Today, we are pleased to announce that we have open sourced two new tools to assist engineers in automating the investigation of broken hosts and services: Fossor and Ascii Etch. Fossor is a plugin-oriented Python tool and library for automating the investigation of broken hosts and services. Ascii Etch is a Python library that takes streams of numbers and turns them into visual graphs using ascii characters, originally created to help display output from Fossor. We faced some real challenges that led to the creation of these tools. This post will cover these, and also how Fossor can be adapted and tailored for specific use through the creation of plugins.

Background

One of the most powerful aspects of automation is harnessing a computer’s ability to perform tasks in parallel and thereby parse through vast amounts of data quickly. A typical site issue investigation requires performing a sequence of multiple investigative steps, such as the 10 useful commands listed in this Netflix engineering blog post. However, manually tracking commands takes valuable time, especially when dealing with increased latency or a full outage. Having experienced the pain of performing the same repetitive steps again and again during my own oncall shifts, I concluded that writing a tool to perform some of these basic checks in parallel would speed up the mean time to resolution. Taking the idea even further, I wanted a tool that could perform checks tailored specifically to my services while still having the flexibility to incorporate newly-developed checks in the future. Fossor was created to do just that.

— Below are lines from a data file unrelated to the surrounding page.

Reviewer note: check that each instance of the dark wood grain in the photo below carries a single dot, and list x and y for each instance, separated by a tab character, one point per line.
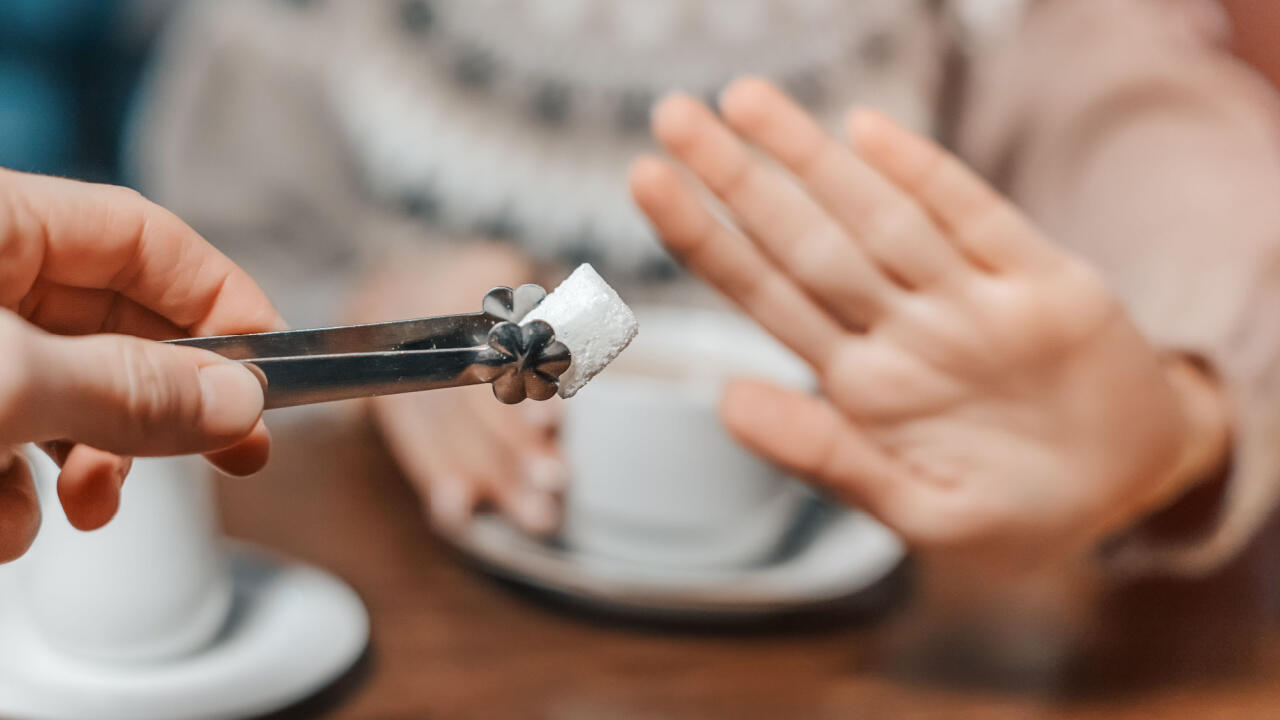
452	643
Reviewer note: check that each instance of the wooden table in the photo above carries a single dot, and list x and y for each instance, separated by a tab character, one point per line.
452	643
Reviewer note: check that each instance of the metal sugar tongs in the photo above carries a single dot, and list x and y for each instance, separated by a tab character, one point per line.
319	365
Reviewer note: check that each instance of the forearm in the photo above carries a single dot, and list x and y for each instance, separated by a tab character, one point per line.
1155	155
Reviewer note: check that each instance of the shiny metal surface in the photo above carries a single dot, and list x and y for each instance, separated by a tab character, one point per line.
327	364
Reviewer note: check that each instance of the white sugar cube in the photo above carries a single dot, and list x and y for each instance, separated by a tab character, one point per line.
589	318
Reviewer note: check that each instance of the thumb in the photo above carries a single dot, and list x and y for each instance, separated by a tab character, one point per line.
127	395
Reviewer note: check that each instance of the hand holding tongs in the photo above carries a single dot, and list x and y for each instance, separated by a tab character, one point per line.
319	365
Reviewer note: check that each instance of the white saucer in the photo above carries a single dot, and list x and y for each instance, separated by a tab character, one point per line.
830	555
293	629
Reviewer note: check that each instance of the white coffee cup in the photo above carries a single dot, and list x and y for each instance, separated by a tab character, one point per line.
150	586
656	477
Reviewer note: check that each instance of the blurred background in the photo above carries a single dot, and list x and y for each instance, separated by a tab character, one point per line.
69	72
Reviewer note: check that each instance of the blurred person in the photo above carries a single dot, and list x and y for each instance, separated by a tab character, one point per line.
1031	384
320	142
103	263
67	74
316	139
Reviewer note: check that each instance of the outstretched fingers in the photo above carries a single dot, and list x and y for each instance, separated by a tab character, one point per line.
977	219
776	213
804	433
887	224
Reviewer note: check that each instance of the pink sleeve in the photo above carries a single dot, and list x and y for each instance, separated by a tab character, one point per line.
1134	139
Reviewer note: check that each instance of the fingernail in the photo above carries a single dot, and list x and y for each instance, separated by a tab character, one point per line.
536	513
449	505
8	458
545	474
232	399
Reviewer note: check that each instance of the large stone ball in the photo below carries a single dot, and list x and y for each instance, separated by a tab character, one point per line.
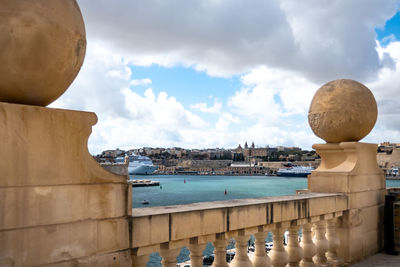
342	110
42	47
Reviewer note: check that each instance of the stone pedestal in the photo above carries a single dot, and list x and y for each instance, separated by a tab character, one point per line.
57	205
351	168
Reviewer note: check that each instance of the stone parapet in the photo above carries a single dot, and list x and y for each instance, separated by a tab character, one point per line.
57	205
154	229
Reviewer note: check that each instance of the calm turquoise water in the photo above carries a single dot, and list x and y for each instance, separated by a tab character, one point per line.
185	189
211	188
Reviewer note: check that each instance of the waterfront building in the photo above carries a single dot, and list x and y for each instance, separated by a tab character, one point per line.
60	208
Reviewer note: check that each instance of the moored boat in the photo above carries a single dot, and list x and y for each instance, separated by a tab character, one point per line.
295	171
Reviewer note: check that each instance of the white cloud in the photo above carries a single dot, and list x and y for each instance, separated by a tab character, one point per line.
283	50
323	40
140	82
203	107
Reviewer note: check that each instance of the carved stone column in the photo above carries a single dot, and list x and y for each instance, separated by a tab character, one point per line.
261	258
293	248
196	254
308	246
278	254
321	243
140	261
169	256
343	112
241	258
220	253
333	243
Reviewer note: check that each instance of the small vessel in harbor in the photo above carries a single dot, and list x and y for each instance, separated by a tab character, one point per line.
141	183
294	171
138	164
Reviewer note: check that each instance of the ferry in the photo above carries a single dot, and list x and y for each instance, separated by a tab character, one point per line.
294	171
138	164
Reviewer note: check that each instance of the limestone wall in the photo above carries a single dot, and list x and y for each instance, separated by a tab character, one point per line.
58	207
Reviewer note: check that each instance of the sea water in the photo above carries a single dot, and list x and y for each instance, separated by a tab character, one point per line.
185	189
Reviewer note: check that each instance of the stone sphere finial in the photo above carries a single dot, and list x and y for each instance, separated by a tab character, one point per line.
342	111
42	47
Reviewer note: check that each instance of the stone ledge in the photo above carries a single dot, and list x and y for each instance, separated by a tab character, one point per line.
157	225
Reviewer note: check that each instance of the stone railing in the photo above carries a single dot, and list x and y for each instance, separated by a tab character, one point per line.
168	229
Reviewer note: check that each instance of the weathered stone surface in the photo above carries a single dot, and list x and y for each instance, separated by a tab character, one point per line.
57	205
342	111
43	146
351	168
42	44
153	226
43	205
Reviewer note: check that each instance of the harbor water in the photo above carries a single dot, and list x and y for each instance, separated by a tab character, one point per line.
185	189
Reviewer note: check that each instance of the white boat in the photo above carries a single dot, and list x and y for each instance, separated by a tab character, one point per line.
138	164
295	171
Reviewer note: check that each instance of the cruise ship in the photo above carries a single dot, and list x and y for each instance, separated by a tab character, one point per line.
295	171
138	164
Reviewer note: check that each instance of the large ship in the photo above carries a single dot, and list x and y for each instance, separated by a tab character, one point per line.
138	164
295	171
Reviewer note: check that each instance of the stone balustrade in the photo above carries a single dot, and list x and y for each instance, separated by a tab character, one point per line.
168	229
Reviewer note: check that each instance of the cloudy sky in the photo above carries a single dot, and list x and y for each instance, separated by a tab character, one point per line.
216	73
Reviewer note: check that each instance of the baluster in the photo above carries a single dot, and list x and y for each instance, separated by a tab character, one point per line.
278	254
293	248
309	248
196	254
261	258
169	256
220	253
333	243
139	261
241	257
321	243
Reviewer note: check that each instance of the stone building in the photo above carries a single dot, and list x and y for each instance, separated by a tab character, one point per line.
60	208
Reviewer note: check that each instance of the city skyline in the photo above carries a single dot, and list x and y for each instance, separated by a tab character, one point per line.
209	73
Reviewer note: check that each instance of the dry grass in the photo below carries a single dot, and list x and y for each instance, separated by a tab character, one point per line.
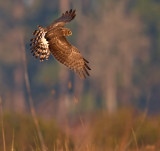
99	132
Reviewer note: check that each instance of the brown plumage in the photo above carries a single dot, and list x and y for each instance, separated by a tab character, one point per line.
52	39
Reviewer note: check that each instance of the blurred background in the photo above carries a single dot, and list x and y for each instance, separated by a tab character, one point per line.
121	40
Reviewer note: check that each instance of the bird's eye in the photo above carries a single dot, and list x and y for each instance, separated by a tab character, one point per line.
69	32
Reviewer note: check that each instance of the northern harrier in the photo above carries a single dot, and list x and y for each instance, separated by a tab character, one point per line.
52	39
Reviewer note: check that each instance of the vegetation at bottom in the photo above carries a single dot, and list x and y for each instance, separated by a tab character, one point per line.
127	129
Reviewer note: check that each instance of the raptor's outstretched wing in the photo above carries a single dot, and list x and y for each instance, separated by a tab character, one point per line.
65	18
68	55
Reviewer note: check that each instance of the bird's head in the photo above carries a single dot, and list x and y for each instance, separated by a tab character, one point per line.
68	32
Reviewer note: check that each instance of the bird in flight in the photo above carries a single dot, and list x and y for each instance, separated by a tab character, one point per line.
52	40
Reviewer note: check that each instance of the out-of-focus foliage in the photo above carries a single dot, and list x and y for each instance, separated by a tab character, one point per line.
25	133
127	129
119	38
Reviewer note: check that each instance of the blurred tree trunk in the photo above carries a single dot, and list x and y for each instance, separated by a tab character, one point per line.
111	90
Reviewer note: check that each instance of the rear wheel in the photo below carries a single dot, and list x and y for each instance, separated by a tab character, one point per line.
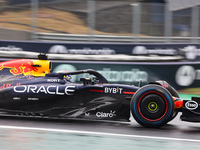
152	106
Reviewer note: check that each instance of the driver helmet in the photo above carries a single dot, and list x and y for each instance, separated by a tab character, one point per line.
68	78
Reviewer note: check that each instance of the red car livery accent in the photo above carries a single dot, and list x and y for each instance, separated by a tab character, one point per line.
19	67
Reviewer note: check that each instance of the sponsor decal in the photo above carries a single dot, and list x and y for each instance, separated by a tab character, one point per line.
191	105
186	75
11	48
16	98
133	75
19	67
33	99
113	90
87	114
54	90
142	50
87	51
110	114
9	85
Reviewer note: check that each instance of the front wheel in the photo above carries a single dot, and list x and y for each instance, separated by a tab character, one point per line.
152	106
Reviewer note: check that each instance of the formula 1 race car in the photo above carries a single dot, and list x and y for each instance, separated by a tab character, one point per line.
28	89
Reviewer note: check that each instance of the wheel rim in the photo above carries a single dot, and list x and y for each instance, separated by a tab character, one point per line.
152	106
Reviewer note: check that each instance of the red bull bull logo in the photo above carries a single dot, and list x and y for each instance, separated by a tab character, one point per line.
20	66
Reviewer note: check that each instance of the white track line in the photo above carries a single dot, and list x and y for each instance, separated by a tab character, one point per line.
99	133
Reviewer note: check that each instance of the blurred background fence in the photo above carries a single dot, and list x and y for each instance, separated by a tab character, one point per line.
101	21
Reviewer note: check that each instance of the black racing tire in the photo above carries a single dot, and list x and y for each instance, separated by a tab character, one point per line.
152	106
172	91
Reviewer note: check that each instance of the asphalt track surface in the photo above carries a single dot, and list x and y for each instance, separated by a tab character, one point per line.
40	134
78	134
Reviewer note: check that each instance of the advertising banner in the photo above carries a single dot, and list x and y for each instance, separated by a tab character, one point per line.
189	52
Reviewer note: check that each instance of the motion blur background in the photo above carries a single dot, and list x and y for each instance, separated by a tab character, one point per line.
114	20
126	40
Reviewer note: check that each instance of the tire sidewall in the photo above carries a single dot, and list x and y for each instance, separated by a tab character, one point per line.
138	96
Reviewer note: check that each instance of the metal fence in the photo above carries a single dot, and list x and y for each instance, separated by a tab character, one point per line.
126	20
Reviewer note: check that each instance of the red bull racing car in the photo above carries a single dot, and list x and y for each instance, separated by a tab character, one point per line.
28	89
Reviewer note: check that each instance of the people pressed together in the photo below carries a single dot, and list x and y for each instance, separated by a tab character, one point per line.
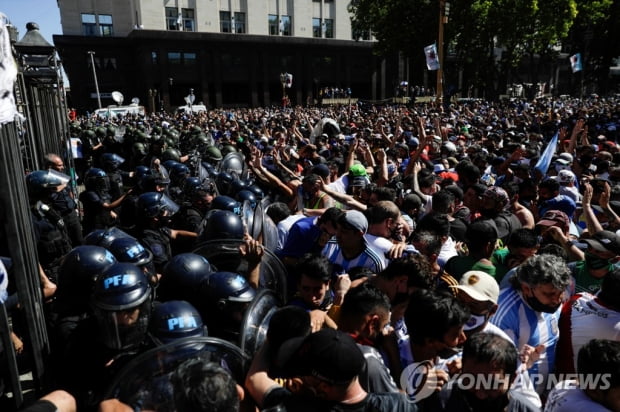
364	258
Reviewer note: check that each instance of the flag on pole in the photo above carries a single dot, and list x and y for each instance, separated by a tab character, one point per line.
432	61
575	62
545	159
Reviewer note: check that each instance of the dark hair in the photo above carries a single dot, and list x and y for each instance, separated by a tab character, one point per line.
436	223
430	315
363	300
523	237
553	249
331	215
430	240
315	267
382	211
442	201
415	267
278	211
286	323
200	385
600	357
384	193
426	178
493	350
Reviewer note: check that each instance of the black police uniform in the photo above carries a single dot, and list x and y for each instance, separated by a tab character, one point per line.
158	242
64	204
95	215
51	237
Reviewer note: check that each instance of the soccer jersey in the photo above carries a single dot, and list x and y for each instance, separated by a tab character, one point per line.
583	318
526	326
368	258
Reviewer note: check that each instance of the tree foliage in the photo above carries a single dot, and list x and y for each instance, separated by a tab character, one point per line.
489	39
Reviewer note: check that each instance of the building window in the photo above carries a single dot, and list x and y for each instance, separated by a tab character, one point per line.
105	25
172	18
239	22
89	25
189	59
316	27
188	19
225	25
273	25
328	28
285	26
182	58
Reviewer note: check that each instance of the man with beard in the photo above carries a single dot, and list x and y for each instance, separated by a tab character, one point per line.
529	310
494	206
601	256
491	359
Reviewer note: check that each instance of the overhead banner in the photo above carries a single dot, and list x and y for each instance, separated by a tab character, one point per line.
432	60
575	62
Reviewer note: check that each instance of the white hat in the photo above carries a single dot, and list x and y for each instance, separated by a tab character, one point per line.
479	286
566	176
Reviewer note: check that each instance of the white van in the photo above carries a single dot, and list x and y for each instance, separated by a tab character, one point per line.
194	108
112	112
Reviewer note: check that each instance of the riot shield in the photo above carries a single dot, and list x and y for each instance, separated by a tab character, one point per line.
257	222
144	382
247	215
233	163
224	255
269	231
256	321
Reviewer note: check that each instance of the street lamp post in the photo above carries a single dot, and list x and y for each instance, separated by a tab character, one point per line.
92	63
444	12
283	82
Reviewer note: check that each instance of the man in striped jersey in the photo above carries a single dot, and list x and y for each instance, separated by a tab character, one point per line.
529	310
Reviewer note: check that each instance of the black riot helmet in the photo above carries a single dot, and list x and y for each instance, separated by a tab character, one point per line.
130	250
175	319
104	237
244	195
156	204
226	203
97	180
77	274
111	161
121	302
182	276
258	192
178	173
221	224
40	183
224	287
171	154
224	182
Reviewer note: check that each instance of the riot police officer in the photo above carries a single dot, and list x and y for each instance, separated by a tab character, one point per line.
50	233
102	344
64	203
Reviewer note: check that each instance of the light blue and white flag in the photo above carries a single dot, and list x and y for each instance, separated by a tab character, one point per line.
432	60
545	159
575	62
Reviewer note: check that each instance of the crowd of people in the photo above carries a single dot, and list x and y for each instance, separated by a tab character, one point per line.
457	257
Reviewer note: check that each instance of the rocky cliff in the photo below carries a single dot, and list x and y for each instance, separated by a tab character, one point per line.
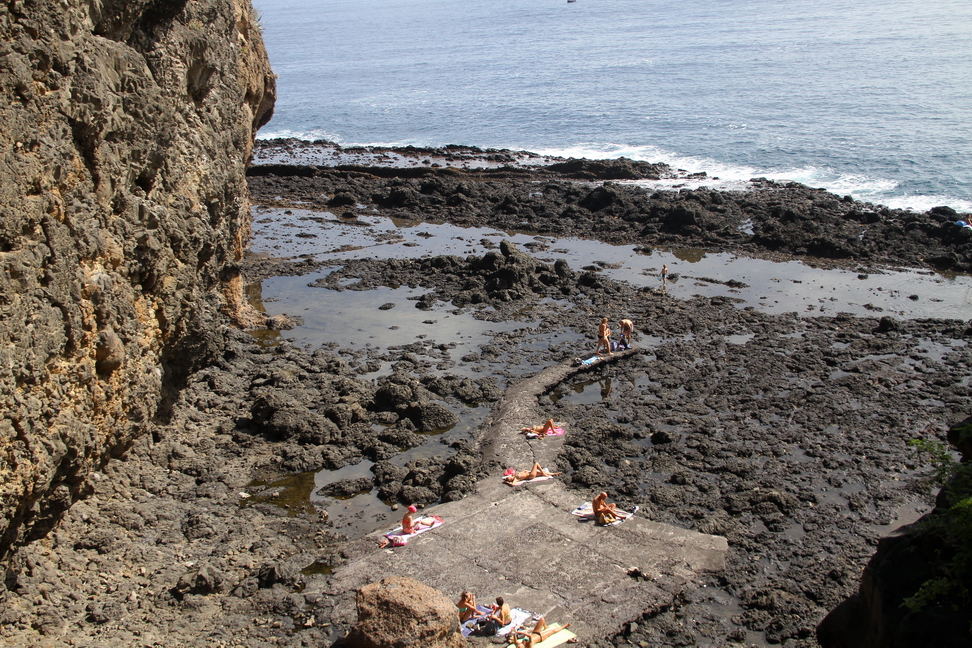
914	591
126	130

Fossor architecture and design

In Latin, the word fossor means “grave digger” or “one who digs,” which fits well with Fossor’s purpose of helping users to dig into server or application issues. From its initial conception, an important feature in Fossor’s design was to allow others to easily expand its abilities by adding their own checks through the use of plugins. To ensure optimum performance, even with a potentially large plugin library, Fossor was designed with several key features.

First, to mitigate the problem of having too much output that could potentially obscure key data, Fossor only reports information to the user when it is deemed helpful, as defined by each plugin. This tailored output allows for easy access to reported information. The incorporation of Ascii Etch in certain plugins also allows for a graphical output of data, making the reports easier to read.

Second, to help curb the introduction of performance- or application-breaking bugs into the Fossor tool, Fossor separates its code into two parts: the engine, and the plugins. The engine is responsible for coordinating plugin execution. It collects the plugins and then carefully runs each one in its own process. By isolating each plugin in its own process, the main engine is protected from a single plugin failing and crashing the application. This plugin resiliency was specifically built in to allow Fossor to safely manage plugins from many contributors, thereby creating a platform for the bridging of expertise among users.

Plugin anatomy

Plugins are small classes that must implement a single method: the run method. If the run method returns output, this indicates the output is “interesting” and should be reported back to the user. Below are two examples of plugins. The run method accepts a single argument, a Python dict named “variables,” used to optionally provide external information to the plugin. All plugin types use this same basic structure.

Example of a Check plugin

Example of a Variable plugin

The Variable and Check plugin examples are nearly identical. Both examples implement the run method with a single argument, variables. Both examples return a sample string if the variable “Debug” exists and is True. The only difference between these two plugins is the class that each is inheriting from. ExampleCheck inherits from the Checks class, and ExampleVariable inherits from the Variable class.

Plugin types

There are three types of plugins that Fossor supports: variable gathering plugins, check plugins, and report plugins. The Fossor engine executes plugins in the flow shown below.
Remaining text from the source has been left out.